Open rendaw opened 4 years ago

rendaw commented 4 years ago

For me the killer IPFS feature is a distributed DNS, which should be IPNS to the best of my understanding. However the name system CLI in go-ipfs at least seems to reject payloads that don't match a certain pattern, I think strings starting with "/ipfs/"? It would be great to be able to use it to give a name to a server, for all the typical uses one would want from DNS (web, mail, ssh, server-server communication, etc). Is there anything preventing this restriction from being relaxed?

I googled for a while and couldn't find any discussion on this topic and TBH I'm not sure this is the right repository, so apologies if it isn't.

aschmahmann commented 4 years ago

@rendaw this is probably fine, although discuss.ipfs.io is good for discussions and go-ipfs is good for go-ipfs specific feature requests.

For me the killer IPFS feature is a distributed DNS

I'm absolutely a big fan of this!

seems to reject payloads that don't match a certain pattern

In go-ipfs ipfs name publish it's valid to paths that look like /ipfs/CID, /ipld/CID or /ipns/{IPNS_ID or DNSLink}, while that could be changed to a more permissive structure /foo/bar I don't think it's necessary to achieve what you're looking for.

a distributed DNS

For many use cases you can already do this by simply using IPFS as is. In particular:

What kind of scenario were you thinking of, do any of these options work for you?

rendaw commented 4 years ago

Awesome! I was worried this wasn't in line with IPFS goals so it's a relief to hear!

My goal is, roughly, a consistent name that I could map to a server that might change over time, so I can hard code the address in scripts or configs, bookmark it, etc. (edit: and without having to get involved with the dns registrar mess)

The last suggestion might work, although it sounds like an extra-protocol extension, so for instance browsers with the IPFS extension wouldn't necessarily know what to do if they encounter it (if the browser gets a url that points to a document containing 34.123.123.4 or whatever, should it display the content, redirect, or show the http response of the ip http request with the current url in the address bar?). In this case I think the setup would be ipns name -> ipfs content addr -> document containing ip?

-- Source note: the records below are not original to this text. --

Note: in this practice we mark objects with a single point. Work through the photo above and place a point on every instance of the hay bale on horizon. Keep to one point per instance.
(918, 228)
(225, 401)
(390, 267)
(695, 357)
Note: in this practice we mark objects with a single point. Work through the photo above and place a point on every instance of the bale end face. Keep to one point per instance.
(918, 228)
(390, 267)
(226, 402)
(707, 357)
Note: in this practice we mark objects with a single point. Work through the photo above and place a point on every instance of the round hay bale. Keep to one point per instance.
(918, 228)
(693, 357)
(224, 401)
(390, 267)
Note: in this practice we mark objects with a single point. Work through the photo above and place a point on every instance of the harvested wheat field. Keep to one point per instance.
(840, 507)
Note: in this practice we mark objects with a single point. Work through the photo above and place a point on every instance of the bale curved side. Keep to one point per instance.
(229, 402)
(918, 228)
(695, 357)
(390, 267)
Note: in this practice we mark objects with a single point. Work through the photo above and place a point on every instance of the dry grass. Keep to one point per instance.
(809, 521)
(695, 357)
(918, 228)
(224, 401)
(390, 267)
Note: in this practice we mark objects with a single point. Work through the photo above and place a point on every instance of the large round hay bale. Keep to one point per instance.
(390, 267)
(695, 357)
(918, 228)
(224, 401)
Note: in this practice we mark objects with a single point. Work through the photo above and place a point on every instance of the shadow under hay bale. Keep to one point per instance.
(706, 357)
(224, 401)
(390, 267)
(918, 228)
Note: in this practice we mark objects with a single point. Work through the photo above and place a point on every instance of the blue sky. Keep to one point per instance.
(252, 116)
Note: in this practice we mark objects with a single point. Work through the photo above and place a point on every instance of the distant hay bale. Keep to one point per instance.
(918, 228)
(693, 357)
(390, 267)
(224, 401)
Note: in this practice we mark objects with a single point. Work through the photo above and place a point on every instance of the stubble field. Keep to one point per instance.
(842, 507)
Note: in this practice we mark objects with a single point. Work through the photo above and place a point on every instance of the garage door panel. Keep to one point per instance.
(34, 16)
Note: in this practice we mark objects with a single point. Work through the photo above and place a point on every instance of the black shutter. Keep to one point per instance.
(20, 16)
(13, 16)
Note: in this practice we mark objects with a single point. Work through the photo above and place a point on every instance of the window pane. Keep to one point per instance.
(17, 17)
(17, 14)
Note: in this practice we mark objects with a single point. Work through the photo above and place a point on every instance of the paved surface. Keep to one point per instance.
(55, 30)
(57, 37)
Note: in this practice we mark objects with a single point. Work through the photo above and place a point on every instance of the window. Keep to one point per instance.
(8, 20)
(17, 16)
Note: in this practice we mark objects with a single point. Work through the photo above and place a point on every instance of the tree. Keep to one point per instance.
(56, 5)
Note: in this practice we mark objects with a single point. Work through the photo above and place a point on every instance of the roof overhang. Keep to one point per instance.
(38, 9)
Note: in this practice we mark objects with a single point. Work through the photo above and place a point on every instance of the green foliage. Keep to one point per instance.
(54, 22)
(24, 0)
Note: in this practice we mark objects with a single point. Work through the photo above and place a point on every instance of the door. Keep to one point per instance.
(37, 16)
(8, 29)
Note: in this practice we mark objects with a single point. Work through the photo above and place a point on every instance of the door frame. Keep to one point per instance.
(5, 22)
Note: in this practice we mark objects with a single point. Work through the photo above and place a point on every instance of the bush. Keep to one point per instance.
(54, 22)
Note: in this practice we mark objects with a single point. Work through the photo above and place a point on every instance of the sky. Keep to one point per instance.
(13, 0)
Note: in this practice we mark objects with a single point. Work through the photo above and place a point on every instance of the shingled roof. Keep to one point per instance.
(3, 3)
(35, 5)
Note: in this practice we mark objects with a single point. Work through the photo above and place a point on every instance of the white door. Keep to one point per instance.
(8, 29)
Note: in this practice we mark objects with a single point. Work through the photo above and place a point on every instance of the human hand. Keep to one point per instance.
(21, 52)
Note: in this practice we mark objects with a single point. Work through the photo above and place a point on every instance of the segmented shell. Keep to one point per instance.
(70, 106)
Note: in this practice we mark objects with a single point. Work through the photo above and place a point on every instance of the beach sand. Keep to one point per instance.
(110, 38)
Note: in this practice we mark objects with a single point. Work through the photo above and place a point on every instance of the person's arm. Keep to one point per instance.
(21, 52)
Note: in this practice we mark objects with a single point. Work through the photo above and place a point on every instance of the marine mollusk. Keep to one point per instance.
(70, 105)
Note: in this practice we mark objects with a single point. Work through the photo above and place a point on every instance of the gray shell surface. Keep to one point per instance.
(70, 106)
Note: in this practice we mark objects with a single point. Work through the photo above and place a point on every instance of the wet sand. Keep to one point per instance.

The peer id one sounds pretty close and tbh I wasn't aware of it, but I think it has these restrictions:

  1. You can only map the current host's ip address, so if I couldn't publish an ip for a different host or a 3rd party server or something.
  2. The peer id is the root key id, which is ephemeral I think by design - in discussions of backing up keys the root key was singled out as "shouldn't be exportable/importable". So if I lost the server and needed to recreate it, or wanted to fail over to another system for maintenance, the id would change.
  3. You can only publish one ip this way, if you have multiple servers you'd have to run multiple instances of ipfs at least.
  4. Not sure on this one, but are /p2p/... paths recognized in the same contexts as other paths? Ex: a hyperlink in a ipfs document containing href="/p2p/Qmxyz".